The topic of this special issue is the view that phenomenal consciousness (in the philosophers’ sense) is an illusion — a view I call illusionism. This view is not a new one: the first wave of identity theorists favoured it, and it currently has powerful and eloquent defenders, including Daniel Dennett, Nicholas Humphrey, Derk Pereboom, and Georges Rey. However, it is widely regarded as a marginal position, and there is no sustained interdisciplinary research programme devoted to developing, testing, and applying illusionist ideas. I think the time is ripe for such a programme. For a quarter of a century at least, the dominant physicalist approach to consciousness has been a realist one. Phenomenal properties, it is said, are physical, or physically realized, but their physical nature is not revealed to us by the concepts we apply to them in introspection. This strategy is looking tired, however. Its weaknesses are becoming evident (see, for example, James Tartaglia’s contribution to this issue), and some of its leading advocates have now abandoned it. It is doubtful that phenomenal realism can be bought so cheaply, and physicalists may have to accept that it is out of their price range. Perhaps phenomenal concepts don’t simply fail to represent their objects as physical but misrepresent them as phenomenal, and phenomenality is an introspective illusion (this is, in a sense, the physicalist counterpart to the panpsychist approach currently gaining popularity among anti-physicalists — whereas panpsychists think that phenomenal properties are everywhere, illusionists think they are nowhere).

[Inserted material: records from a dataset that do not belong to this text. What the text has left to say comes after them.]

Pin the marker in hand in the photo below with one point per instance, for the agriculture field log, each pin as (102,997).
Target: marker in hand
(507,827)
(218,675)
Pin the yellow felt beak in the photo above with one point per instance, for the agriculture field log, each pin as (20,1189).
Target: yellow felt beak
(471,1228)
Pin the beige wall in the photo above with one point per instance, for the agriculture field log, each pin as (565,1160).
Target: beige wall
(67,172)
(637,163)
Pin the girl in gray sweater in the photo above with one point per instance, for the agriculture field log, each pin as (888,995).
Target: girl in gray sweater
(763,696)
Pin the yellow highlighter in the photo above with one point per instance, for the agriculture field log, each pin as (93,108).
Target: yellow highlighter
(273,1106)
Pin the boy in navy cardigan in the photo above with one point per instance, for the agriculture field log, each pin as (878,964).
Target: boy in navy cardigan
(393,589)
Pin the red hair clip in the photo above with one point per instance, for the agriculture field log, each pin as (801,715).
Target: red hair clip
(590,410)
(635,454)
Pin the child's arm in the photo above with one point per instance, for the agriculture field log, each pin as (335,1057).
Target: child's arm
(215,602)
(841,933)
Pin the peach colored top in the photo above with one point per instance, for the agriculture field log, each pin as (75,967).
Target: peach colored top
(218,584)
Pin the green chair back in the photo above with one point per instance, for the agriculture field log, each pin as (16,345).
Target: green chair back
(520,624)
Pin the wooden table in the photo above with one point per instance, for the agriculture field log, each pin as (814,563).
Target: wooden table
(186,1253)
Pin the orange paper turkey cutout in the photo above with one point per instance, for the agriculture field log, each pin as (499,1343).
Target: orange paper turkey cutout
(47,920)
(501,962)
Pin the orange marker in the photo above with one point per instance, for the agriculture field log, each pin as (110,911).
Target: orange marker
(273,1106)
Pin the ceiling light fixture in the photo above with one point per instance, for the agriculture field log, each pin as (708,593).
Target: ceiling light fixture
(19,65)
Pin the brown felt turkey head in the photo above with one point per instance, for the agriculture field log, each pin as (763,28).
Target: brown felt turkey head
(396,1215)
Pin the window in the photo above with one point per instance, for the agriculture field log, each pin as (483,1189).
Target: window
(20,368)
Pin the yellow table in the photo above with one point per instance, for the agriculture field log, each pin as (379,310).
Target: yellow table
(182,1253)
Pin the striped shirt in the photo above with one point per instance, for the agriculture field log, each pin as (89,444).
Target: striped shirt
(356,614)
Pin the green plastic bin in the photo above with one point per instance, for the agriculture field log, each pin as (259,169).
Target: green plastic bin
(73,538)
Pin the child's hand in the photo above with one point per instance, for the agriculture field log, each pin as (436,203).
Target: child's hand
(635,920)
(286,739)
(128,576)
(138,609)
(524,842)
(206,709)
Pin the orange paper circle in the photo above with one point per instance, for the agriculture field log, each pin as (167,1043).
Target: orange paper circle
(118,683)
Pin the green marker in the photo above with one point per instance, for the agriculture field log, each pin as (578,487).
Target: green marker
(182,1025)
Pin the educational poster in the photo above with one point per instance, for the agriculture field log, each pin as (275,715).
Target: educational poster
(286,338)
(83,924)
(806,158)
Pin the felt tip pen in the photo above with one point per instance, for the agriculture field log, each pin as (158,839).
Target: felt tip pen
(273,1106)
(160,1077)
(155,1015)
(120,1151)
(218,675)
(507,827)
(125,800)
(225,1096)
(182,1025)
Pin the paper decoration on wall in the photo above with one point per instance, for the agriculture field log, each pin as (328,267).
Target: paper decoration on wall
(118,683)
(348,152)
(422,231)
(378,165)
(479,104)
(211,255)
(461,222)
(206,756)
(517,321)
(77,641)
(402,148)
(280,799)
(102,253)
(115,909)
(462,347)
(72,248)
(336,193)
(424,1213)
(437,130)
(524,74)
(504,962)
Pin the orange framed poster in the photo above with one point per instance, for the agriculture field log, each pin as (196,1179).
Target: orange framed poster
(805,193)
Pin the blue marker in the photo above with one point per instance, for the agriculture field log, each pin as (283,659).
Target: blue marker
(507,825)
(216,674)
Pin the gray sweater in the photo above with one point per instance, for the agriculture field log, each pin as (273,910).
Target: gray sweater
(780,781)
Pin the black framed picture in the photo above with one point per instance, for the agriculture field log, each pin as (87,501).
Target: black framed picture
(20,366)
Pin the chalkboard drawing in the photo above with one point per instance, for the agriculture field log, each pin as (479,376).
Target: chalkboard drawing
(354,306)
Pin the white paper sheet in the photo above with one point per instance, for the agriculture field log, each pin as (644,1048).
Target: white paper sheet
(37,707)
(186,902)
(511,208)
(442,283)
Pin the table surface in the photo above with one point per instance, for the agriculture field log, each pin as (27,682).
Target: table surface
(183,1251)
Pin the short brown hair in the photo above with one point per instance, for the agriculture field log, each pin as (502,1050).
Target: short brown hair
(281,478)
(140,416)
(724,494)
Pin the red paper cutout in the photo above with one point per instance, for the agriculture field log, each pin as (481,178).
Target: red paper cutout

Despite this, it is not easy to persuade people to take illusionism seriously. In part, this is because it is easily caricatured as denying that we have sensations in the everyday sense (it would be more accurate to say that it rejects a certain conception of what sensations are). Moreover, there are some obvious objections to the view. It is often said that consciousness cannot be an illusion since if it seems to us introspectively that we are having a certain conscious experience, then we are having it: there is no appearance/reality distinction for consciousness. There is some work to be done, then, just to make illusionism seem worth considering. One aim of this special issue is to do this work.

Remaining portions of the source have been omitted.